Eighteen Republican States Are Demanding Supreme Court Declare Trump Winner Of Election
They are attempting to overturn the election results in four states, disenfranchising millions of voters.
Eighteen states are demanding that the Supreme Court declare the current President, Donald Trump the winner of the 2020 election, disenfranchising millions of voters.
Vice News reports that 18 states have filed an amicus brief in support of Texas’ bid to discard Joe Biden’s wins in Georgia, Michigan, Pennsylvania, and Wisconsin. That’s a total of 18 states which are supporting a coup d’état of the democratic process. The amicus brief is signed off by 18 of a total of 25 state Republican attorney generals.
The states that signed on to the Texas brief include – Alabama, Arkansas, Florida, Indiana, Kansas, Louisiana, Mississippi, Montana, Nebraska, North Dakota, Oklahoma, South Carolina, South Dakota, Tennessee, Utah, Missouri, and West Virginia.
The original lawsuit was filed Tuesday by Republican Texas Attorney General Ken Paxton, who wants to sue the four states in the U.S. Supreme Court and overturn their election results. Paxton argues that the election results should be invalidated because of “fraud and irregularities that occurred as a result of the states expanding their voting rules amid the pandemic.” Which there has yet to be any public evidence presented proving that to be the case.
The lawsuit, which many have poked numerous holes in, seeks to extend the legally mandated Dec. 14th deadline for the Electoral College’s vote to decide the 2020 election. Furthermore, it proposes that millions of voters in the four states should be disenfranchised and have their votes thrown out.
As a matter of fact, the lower courts have repeatably thrown out most of the cases its based on and the latest legal matter has been widely mocked by legal experts, who have considered it “laughable,” and “utter garbage.”
Beyond extending the election deadline, the suit seeks to criticize the four states’ for expanding their voting rules accepting ballots a day after the election. However, the lawsuit is contradictory as the opposing states that signed on to the brief — Kansas, Mississippi, North Dakota, Utah, and West Virginia— all accepted mail-in ballots that arrived after Election Day themselves. It’s also worth noting that Texas also changed some of its voting rules to accommodate voters during the election due to the ongoing pandemic.
Georgia’s Attorney General Chris Carr’s office said in a statement Tuesday that the Texas case was “constitutionally, legally, and factually wrong about Georgia.” A legal professor, at the University of Washington Lisa Marshall Manheim, has said much of the same, stating the suit was “legally incoherent, factually untethered and based on theories of remedy that fundamentally misunderstand the electoral process.”
Trump and his allies have lost over 50 post-election legal challenges thus far, according to Marc Elias, the Democrats’ top election attorney. This latest move, however, is something that has never been attempted in all of US history.
Nevertheless, Trump has said on Twitter that the Texas lawsuit is “the case that everyone has been waiting for” while, House GOP lawmakers are reportedly planning to introduce their own amicus brief in support of Texas.

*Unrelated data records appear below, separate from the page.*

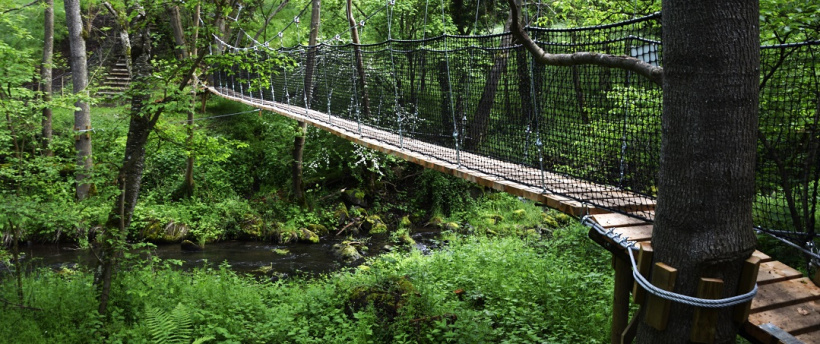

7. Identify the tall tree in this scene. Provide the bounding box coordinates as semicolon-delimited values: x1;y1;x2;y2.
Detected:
292;0;320;206
64;0;93;200
635;1;759;342
40;0;54;157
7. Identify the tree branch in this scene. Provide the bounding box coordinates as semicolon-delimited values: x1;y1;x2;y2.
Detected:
1;0;38;15
505;0;663;86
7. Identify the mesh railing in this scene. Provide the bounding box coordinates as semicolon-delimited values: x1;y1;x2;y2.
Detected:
210;13;820;258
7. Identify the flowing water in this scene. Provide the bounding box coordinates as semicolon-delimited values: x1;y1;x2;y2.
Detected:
4;228;443;279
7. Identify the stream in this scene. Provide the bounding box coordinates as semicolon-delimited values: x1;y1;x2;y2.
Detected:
4;228;443;279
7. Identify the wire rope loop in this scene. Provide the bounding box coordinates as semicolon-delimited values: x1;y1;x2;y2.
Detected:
580;216;759;309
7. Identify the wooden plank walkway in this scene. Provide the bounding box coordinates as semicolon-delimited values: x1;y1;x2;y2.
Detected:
210;87;819;343
208;86;655;218
587;213;820;344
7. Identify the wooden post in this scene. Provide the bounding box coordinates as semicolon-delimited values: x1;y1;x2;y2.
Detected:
644;262;677;331
620;313;639;344
733;255;761;324
612;256;633;344
690;278;724;343
633;243;653;304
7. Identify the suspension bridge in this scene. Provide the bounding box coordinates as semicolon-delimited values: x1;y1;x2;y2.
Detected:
206;8;820;344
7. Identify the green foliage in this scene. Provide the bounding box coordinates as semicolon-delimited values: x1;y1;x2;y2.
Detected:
0;222;612;343
413;169;477;216
145;303;194;344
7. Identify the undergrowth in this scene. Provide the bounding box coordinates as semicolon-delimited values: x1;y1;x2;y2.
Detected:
0;223;613;344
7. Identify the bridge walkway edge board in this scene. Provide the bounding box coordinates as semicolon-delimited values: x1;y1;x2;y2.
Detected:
586;213;820;344
208;86;652;218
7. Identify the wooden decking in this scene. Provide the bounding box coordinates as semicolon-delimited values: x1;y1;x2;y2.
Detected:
587;213;820;344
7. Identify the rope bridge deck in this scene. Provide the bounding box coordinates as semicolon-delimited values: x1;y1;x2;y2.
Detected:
209;85;655;216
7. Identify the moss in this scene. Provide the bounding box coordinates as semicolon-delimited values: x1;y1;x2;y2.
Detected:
307;224;328;236
554;213;572;224
444;222;459;231
399;216;412;230
427;215;444;228
512;209;526;218
342;188;368;207
333;243;362;261
542;215;559;229
298;228;320;244
363;215;387;234
333;203;349;224
140;220;189;243
272;248;290;255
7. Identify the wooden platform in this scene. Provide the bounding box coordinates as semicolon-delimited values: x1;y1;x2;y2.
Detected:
208;86;656;220
587;213;820;344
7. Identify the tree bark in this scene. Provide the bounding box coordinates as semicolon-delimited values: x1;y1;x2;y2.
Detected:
635;1;759;343
167;5;188;60
64;0;93;200
293;0;320;206
40;0;53;156
346;0;371;119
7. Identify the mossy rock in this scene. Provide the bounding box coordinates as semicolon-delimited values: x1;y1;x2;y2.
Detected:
484;218;497;226
272;248;290;255
342;188;368;207
523;228;541;239
298;228;320;244
333;203;349;224
307;224;329;236
332;243;362;262
239;214;269;239
180;240;203;252
426;215;444;228
399;232;416;246
363;215;387;234
444;222;460;231
512;209;527;218
278;230;298;244
141;220;189;243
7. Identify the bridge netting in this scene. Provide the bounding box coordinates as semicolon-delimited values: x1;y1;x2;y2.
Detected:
209;13;820;260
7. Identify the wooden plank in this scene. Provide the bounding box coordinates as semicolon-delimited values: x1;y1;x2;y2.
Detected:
753;251;773;263
750;277;820;313
644;262;678;331
734;256;762;324
612;256;633;344
614;225;654;242
748;300;820;336
589;213;651;229
757;261;803;285
796;328;820;344
620;312;640;344
633;243;654;304
690;278;724;343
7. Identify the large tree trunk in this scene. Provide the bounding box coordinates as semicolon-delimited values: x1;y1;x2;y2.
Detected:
635;1;759;343
64;0;93;200
167;4;195;199
293;0;320;206
40;0;53;156
346;0;370;119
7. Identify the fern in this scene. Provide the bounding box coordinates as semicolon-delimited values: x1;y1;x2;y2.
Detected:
145;303;205;344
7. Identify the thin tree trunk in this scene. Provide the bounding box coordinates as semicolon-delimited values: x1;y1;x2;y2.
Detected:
41;0;53;156
465;7;514;150
168;5;188;60
97;7;156;314
635;1;759;343
167;4;195;199
293;0;320;206
64;0;93;200
346;0;370;119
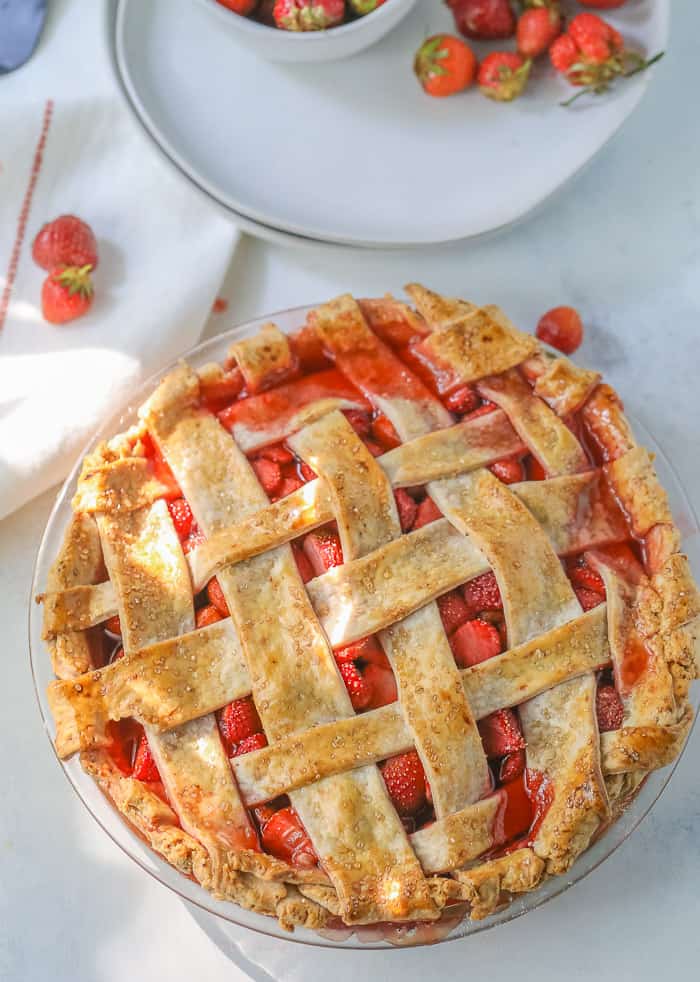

Trump himself even filed a motion to intervene in the Texas case asking the Supreme Court to let the sitting president join the case while declaring his challenger Joe Biden’s invalid. Specifically, he says the electoral votes in the four battleground states are “in violation of the Electors Clause and cannot be counted.”
This comes on the heels of a bizarre tweet by the Arizona Republican Party asking whether supporters would sacrifice their lives for President Donald Trump’s efforts to overturn the 2020 election results. The official account quote-tweeted a right-wing “Stop the Steal” activist who said he was “willing to give up my life for this fight,” asking followers, “He is. Are you?”